Farewell, Mr Haffmann [France]

Released 2021

SUNDAY 22 SEPTEMBER 2024 – 10.00 am
TUESDAY 24 SEPTEMBER 2024 – 8.15 pm
RUNNING TIME 115 minutes


During the Nazi occupation of Paris in WW II, master jeweller Mr Haffman sends his family ahead to a safe zone while tying up loose ends in his flourishing shop. He comes to an agreement with the assistant he barely knows, that he will return after the war to reclaim his shop.

Review: Alex First 

It is May 1941 and Joseph Haffmann (Daniel Auteuil) runs a small jewellery shop. He’s noted for his fine craftsmanship. Haffmann sees the situation in occupied Paris worsening and understands the urgency of arranging safe passage out of the country for his wife and three children. Haffmann promises to follow behind shortly, but first he enacts a plan to hand ownership of the shop (and the residence attached to it) to his relatively new employee. That man, Francois Mercier (Gilles Lellouche), who walks with the aid of a calliper, is married to Blanche (Sara Giraudeau). Mercier aspires to open his own jewellery business one day, so while this unexpected arrangement with Haffmann comes out of the blue, he welcomes it … even though Blanche does not.

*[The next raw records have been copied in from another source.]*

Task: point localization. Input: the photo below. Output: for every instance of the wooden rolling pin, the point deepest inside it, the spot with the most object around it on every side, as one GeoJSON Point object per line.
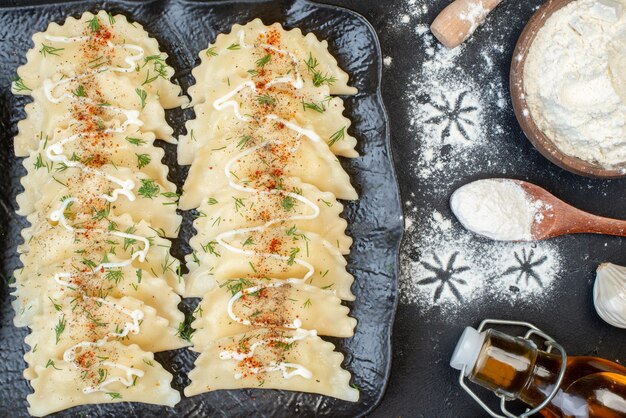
{"type": "Point", "coordinates": [460, 19]}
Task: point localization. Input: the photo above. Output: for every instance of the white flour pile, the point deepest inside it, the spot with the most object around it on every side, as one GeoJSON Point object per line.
{"type": "Point", "coordinates": [499, 209]}
{"type": "Point", "coordinates": [454, 115]}
{"type": "Point", "coordinates": [455, 267]}
{"type": "Point", "coordinates": [575, 80]}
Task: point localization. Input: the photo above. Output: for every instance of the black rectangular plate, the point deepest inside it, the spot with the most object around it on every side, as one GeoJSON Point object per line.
{"type": "Point", "coordinates": [183, 28]}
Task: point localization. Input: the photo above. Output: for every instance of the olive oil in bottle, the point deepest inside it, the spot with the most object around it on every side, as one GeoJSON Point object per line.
{"type": "Point", "coordinates": [515, 368]}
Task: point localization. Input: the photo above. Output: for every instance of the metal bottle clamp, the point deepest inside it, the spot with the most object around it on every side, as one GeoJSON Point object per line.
{"type": "Point", "coordinates": [550, 344]}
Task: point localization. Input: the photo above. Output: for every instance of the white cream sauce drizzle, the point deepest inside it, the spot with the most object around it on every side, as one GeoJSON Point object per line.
{"type": "Point", "coordinates": [55, 153]}
{"type": "Point", "coordinates": [297, 369]}
{"type": "Point", "coordinates": [226, 100]}
{"type": "Point", "coordinates": [288, 370]}
{"type": "Point", "coordinates": [130, 60]}
{"type": "Point", "coordinates": [129, 327]}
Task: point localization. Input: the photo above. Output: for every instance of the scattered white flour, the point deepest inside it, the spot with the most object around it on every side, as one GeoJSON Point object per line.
{"type": "Point", "coordinates": [575, 80]}
{"type": "Point", "coordinates": [455, 113]}
{"type": "Point", "coordinates": [499, 209]}
{"type": "Point", "coordinates": [455, 267]}
{"type": "Point", "coordinates": [474, 15]}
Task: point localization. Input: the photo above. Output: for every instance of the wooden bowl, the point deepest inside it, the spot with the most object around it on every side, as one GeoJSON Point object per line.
{"type": "Point", "coordinates": [536, 137]}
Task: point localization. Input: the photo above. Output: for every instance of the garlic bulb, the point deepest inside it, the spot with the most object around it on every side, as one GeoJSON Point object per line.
{"type": "Point", "coordinates": [609, 294]}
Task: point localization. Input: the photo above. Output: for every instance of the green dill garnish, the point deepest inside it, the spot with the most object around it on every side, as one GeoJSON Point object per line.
{"type": "Point", "coordinates": [100, 214]}
{"type": "Point", "coordinates": [102, 375]}
{"type": "Point", "coordinates": [148, 189]}
{"type": "Point", "coordinates": [114, 275]}
{"type": "Point", "coordinates": [185, 331]}
{"type": "Point", "coordinates": [57, 307]}
{"type": "Point", "coordinates": [262, 62]}
{"type": "Point", "coordinates": [292, 256]}
{"type": "Point", "coordinates": [171, 195]}
{"type": "Point", "coordinates": [284, 345]}
{"type": "Point", "coordinates": [243, 141]}
{"type": "Point", "coordinates": [237, 285]}
{"type": "Point", "coordinates": [239, 203]}
{"type": "Point", "coordinates": [288, 203]}
{"type": "Point", "coordinates": [135, 141]}
{"type": "Point", "coordinates": [39, 162]}
{"type": "Point", "coordinates": [79, 92]}
{"type": "Point", "coordinates": [143, 160]}
{"type": "Point", "coordinates": [59, 328]}
{"type": "Point", "coordinates": [49, 50]}
{"type": "Point", "coordinates": [88, 263]}
{"type": "Point", "coordinates": [266, 99]}
{"type": "Point", "coordinates": [337, 136]}
{"type": "Point", "coordinates": [94, 24]}
{"type": "Point", "coordinates": [50, 363]}
{"type": "Point", "coordinates": [209, 248]}
{"type": "Point", "coordinates": [128, 242]}
{"type": "Point", "coordinates": [320, 108]}
{"type": "Point", "coordinates": [18, 84]}
{"type": "Point", "coordinates": [143, 95]}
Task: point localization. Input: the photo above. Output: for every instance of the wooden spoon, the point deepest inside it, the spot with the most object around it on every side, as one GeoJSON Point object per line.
{"type": "Point", "coordinates": [560, 218]}
{"type": "Point", "coordinates": [459, 20]}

The deal is that Mercier will take over and change the signage on the shop to reflect his name, only to hand the business back when Haffman is able to return after the war. In return, Haffmann will then help Mercier open his own shop. The deal done, Haffmann leaves with a handshake. However, as the German presence becomes overwhelming, escape ultimately becomes impossible. The dynamic between Mercier, his wife and Haffman inevitably changes.

While you could question certain plot elements, there’s no doubt the story is compelling. Unease and discomfort are always close at hand. The key roles are well played. Auteuil is credible as a decent, hardworking man caught in a dangerous position. Lellouche captures the transition in Mercier, in a movie in which power shifts. Giraudeau shows vulnerability, compassion, fear and horror as Blanche.

The screenplay by director Fred Cavayé and Sarah Kaminsky from a play by Jean-Philippe Daguerre maintains and builds interest. Intensity is the name of the game. The question is how will Haffmann and the Merciers end up?